One of the problems with this kind of story is that there is not much action or glamour with modern intelligence agents who sit around gazing at computer screens all day. James Bond this isn't. Stone does his best, ratcheting up the tension as Snowden learns more and more of what the NSA is doing, and particularly as he worries about NSA surveillance not only of himself, but of his girlfriend too. Stone's feel for authenticity is probably supported by meetings he had with the real-life Snowden during the making of the movie. There is no doubt that the film really hit its straps when Snowden decides to reveal all and makes a run for it. The scenes in Hong Kong, where Snowden briefs the media while worrying about whether he will be "snatched" by American agents, are undoubtedly the most exciting parts of this movie. Also, the role of a humble Rubik's cube in smuggling material out of NSA headquarters shows that, sometimes, the simplest, most obvious stratagems are the best for defeating prying eyes.
So, is the real-life Snowden a traitor to be condemned or a whistleblower to be admired? This will, of course, depend on your point of view. It is the same dilemma that afflicts that other famous whistleblower, Julian Assange. Stone's movie, while not making hard and fast judgements, probably errs – just – on the "admirable whistleblower" side of the ledger. The director's failure to utterly condemn Snowden outright probably explains why much of the film was actually shot in Germany rather than the US, and why much of its finance came from Europe.
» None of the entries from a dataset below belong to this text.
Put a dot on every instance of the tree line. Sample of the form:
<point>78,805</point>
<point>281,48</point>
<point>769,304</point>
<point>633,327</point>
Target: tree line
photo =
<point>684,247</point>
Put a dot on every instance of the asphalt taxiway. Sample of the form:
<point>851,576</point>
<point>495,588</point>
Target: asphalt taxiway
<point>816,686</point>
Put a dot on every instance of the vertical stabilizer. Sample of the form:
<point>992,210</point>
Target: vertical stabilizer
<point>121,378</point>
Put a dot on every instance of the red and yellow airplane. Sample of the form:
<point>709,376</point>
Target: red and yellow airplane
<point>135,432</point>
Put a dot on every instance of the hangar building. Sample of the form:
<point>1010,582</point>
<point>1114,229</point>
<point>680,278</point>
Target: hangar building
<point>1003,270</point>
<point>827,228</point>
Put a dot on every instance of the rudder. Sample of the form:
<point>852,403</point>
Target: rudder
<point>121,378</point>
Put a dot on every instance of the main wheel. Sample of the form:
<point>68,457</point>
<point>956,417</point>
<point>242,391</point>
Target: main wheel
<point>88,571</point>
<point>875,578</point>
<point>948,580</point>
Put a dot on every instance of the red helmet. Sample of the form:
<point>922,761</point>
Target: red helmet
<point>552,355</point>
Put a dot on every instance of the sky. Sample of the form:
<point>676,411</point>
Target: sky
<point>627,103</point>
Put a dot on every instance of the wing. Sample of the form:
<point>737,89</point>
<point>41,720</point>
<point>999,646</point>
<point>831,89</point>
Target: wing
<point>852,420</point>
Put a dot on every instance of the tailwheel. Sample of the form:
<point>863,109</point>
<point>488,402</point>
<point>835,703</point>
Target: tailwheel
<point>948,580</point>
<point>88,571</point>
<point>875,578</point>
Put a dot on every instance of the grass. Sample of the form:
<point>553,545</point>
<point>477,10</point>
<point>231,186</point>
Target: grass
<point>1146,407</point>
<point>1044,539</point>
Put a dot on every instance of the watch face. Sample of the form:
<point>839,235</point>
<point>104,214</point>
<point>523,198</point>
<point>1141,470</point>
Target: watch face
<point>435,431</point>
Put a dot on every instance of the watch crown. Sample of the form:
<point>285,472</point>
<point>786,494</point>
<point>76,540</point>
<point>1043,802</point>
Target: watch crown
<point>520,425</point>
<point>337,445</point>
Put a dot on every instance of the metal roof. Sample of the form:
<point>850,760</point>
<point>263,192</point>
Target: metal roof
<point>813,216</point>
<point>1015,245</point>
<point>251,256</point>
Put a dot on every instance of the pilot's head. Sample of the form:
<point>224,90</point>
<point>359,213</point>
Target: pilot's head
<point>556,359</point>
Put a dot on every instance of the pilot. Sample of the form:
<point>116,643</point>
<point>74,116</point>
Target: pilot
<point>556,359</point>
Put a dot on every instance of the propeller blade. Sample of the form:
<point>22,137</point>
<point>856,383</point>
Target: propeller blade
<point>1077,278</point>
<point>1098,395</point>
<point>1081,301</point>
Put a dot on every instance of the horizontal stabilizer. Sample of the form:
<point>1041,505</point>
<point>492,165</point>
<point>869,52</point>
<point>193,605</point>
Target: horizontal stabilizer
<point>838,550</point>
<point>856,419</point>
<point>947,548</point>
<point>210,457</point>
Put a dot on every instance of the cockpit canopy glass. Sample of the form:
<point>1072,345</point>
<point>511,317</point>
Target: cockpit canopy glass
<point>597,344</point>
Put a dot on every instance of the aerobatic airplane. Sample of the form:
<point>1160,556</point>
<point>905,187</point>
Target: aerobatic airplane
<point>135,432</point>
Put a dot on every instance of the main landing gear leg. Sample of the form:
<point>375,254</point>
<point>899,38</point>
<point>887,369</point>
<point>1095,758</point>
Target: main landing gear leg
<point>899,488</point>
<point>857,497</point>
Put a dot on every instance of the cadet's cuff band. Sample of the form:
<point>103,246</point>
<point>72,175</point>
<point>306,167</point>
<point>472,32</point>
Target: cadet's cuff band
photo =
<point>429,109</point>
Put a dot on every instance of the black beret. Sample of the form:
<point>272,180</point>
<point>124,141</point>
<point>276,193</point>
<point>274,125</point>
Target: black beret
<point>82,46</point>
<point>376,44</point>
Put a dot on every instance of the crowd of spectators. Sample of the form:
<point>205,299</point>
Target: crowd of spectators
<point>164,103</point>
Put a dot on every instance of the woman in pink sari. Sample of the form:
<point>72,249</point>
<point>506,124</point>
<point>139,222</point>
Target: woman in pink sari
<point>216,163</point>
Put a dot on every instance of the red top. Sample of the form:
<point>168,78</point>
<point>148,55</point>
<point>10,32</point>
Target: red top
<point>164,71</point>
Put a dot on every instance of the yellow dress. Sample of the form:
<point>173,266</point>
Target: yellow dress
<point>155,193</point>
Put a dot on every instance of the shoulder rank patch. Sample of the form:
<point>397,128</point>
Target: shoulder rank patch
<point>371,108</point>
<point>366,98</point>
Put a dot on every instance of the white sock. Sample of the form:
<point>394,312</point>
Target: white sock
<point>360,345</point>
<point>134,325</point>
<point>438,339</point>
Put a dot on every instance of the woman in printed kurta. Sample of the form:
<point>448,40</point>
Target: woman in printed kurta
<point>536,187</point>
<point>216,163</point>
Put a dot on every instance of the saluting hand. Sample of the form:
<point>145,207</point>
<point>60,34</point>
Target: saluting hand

The movie definitely treads on some super-sensitive American toes. Probably not helped, either, by the real-life Ed Snowden making a cameo appearance right at the end of the film.
My main criticism of the film is that it is too long: 2 1/2 hours. Cutting a good half-hour out of it would have made for a tighter, more tense story. Too much time is wasted, in my view, on building up Snowden's back-story as the rising young star of the American intelligence community. Still, as a bio pic on a true-life character who has made an enormous impact on the world, "Snowden" is certainly interesting, and quite exciting once the lead character decides to kick over the traces.